Nicht jede und jeder eignet sich für diese Rolle. Ein guter Tätschmeister – es kann natürlich ebenso eine Tätschmeisterin sein – bringt zwei Eigenschaften mit, die sich auf den ersten Blick fast widersprechen. Zum einen braucht es eine gewisse Dominanz und Präsenz: jemand, der eine Gruppe von Gästen im Griff hat und auch mal den Takt vorgibt, wenn es weitergehen soll. Zum anderen braucht es Fingerspitzengefühl und ein Gespür für Menschen, damit aus dem Führen kein Kommandieren wird. Sucht euch also jemanden aus, der bei einer Rede ohne Zögern das Wort ergreift, dabei aber warmherzig und nahbar bleibt.

Früh einbinden lohnt sich

Bindet euren Tätschmeister so früh wie möglich in die Planung ein. Je eher er weiss, was ihr euch vorstellt, desto mehr Arbeit kann er euch abnehmen. Er sollte über den geplanten Tagesablauf Bescheid wissen, die wichtigsten Kontakte kennen und mitbekommen, welche Gäste etwas beitragen möchten. Praktisch ist auch, ihm ein kleines Budget für allfällige Besorgungen mitzugeben – dann kann er spontan reagieren, ohne bei euch nachfragen zu müssen. Wer diesen Teil ernst nimmt, merkt am Hochzeitstag den Unterschied: Ihr werdet gar nicht erst gefragt, es ist einfach alles geregelt.

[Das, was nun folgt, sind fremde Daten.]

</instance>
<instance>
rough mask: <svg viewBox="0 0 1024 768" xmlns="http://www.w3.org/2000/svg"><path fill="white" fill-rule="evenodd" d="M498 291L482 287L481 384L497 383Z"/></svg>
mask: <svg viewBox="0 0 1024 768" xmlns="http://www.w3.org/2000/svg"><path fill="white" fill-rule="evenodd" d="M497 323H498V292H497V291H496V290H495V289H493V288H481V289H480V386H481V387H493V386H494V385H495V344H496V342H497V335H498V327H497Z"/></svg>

Der grosse Auftritt: Begrüssung und Programm

Idealerweise stellt sich der Tätschmeister zu Beginn der Feier bei der Gesellschaft selbst vor und begrüsst die Gäste in eurem Namen. In diesem Moment übergebt ihr die Regie – ab jetzt ist er die Ansprechperson für alle Fragen. Er informiert über den Tagesablauf, kündigt Programmpunkte an und hält die roten Fäden zusammen. Das nimmt nicht nur euch Druck ab, sondern gibt auch den Gästen Orientierung: Sie wissen, an wen sie sich wenden können, und die Feier bekommt einen angenehmen Rhythmus.

Tätschmeister und Trauzeugen – wer macht was?

Die Aufgaben von Tätschmeister und Trauzeugen überschneiden sich in manchen Bereichen, und genau deshalb lohnt es sich, die Rollen vorher klar aufzuteilen. Die Trauzeugen begleiten euch persönlich und emotional durch den Tag, der Tätschmeister sorgt für den organisatorischen Überbau. In der Praxis spanne ich den Tätschmeister übrigens gerne für die Gruppenfotos ein – wenn er die Gruppen vorbereitet und die richtigen Leute zusammenruft, läuft dieser oft zähe Programmpunkt deutlich speditiver ab. Nach über 250 begleiteten Hochzeiten kann ich sagen: Ein eingespielter Tätschmeister ist Gold wert und einer der Gründe, warum ein Hochzeitstag am Ende entspannt statt hektisch wirkt.